Furtado que teve a amabilidade de mo explicar! Tudo isto demora

tempo e esse tempo é precioso, o tempo de isquémia é

precisamente o tempo que o orgão aguenta até ser novamente

irrigado pela corrente sanguinea, sem que se comprometa a função

do enxerto, agora e… sempre! O ideal seria que esse hiato de

tempo não ultrapassasse as 6 horas, mas hoje em dia toleram-se

tempos de isquémia mais alargados e ao que parece, sem que se

verifique “o risco de função pobre”. De qualquer modo e como diz

o Dr. Emanuel, “numa coisa estão todos de acordo, é que a quanto

menos tempo de isquémia o enxerto estiver sujeito, melhor!”.

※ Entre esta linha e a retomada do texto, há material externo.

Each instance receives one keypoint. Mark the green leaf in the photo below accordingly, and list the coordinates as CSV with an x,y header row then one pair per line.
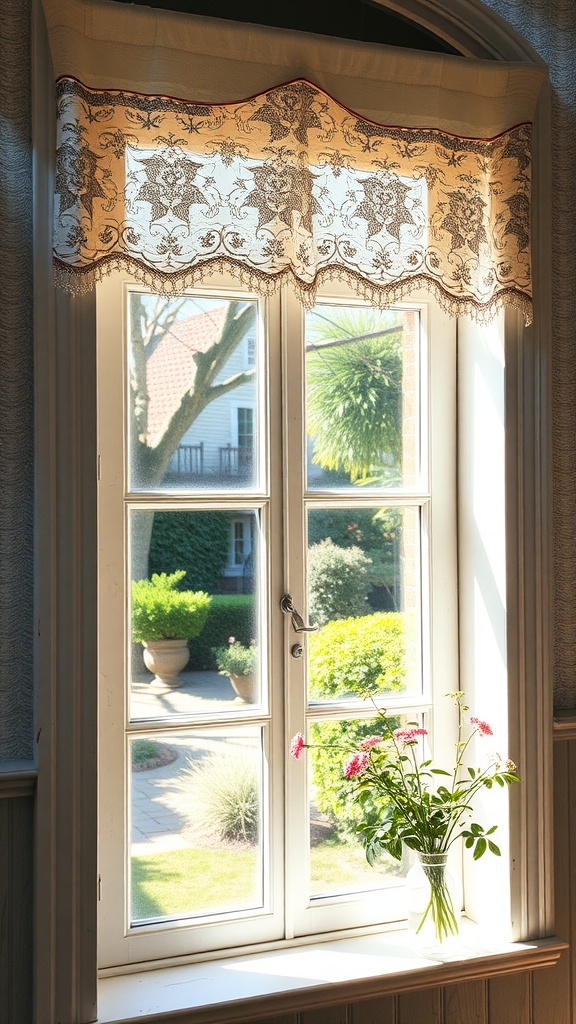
x,y
480,849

O facto de termos consciencia disto mesmo,

atormentava-nos, é que o transplante hepático nada tem a ver

com o transplante renal, o acto cirurgico é muito mais complexo,

muito mais demorado e… antes do Vitinho havia o outro

transplante! Nós também sabiamos que o fígado é o orgão do

corpo humano que melhor capacidade tem de se regenerar,

sabiamos de tudo isso, mas a angustia tinha-se apoderado de nós

e dificilmente nos largaria, eram diversas as variáveis e todas

elas jogavam em desfavor do nosso filho.

Saimos dos H.U.C. e fomos para o nosso hotel. Cada

segundo, cada minuto, demoravam uma eternidade! Não

conseguimos dormir e demos connosco a rezar

desesperadamente, eu, para ser franco nem era bem rezar,

lembro-me que repetia incessantemente “o Vitinho vai viver, o

Vitinho vai viver, o Vitinho vai viver, o Vitinho vai viver, o

Vitinho vai viver, o Vitinho vai viver”, isto continuamente, sem

fim, até a quase senilidade!

Finalmente chegaram as 8 horas! Fomos ao Pediátrico,

viemos do Pediátrico, disseram-nos que não valia a pena irmos

já aos H.U.C., deambulámos pelos diversos sítios. Conseguimos

apurar que o transplante do Vitinho ainda não tinha começado,

continuávamos perdidos, tentavamo-nos encontrar, mas não

conseguiamos lidar com tanta ansiedade!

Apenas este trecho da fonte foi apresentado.